Forse dovremmo seguire meglio i tutorial di Marie Kondo per fare ordine. Un cuore spezzato, le fotografie dei momenti felici, i ricordi che ti coprono le spalle, gli scontrini delle birre bevute insieme, i rimorsi e i rimpianti. Ci guardiamo allo specchio e vediamo i segni che le illusioni ci hanno lasciato, più dentro che fuori di noi, perché “non è il male né la botta ma purtroppo è il livido”. Il vuoto lo senti dopo, non lo senti quando l’incantesimo si spezza, lo senti quando cerchi una mano nel buio e non la trovi più.

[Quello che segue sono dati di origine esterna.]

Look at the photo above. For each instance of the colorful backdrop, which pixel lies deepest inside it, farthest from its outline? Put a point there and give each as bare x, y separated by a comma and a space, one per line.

Ho messo via un bel po’ di cose
Ma non mi spiego mai il perchè
Io non riesca a metter via te
Non c’è tutorial che tenga, non ci sono casseforti blindate, armadi corazzati, scatoloni avvolti da metri di scotch da pacchi, cassetti chiusi a chiave che riescano a contenere tutto l’amore che abbiamo dato e che non abbiamo ricevuto. Sì, è possibile che se occhio non vede cuore non duole, ma è anche vero che certi ricordi sono scolpiti dentro. Sono in un profumo e nel ritornello di una canzone. E non puoi ordinare su Amazon “Armadio per rinchiudere ricordi e persone” perché le persone che ti hanno fatto stare bene, quelle che hai amato, non le puoi mettere via. Metteresti via anche un pezzo di te.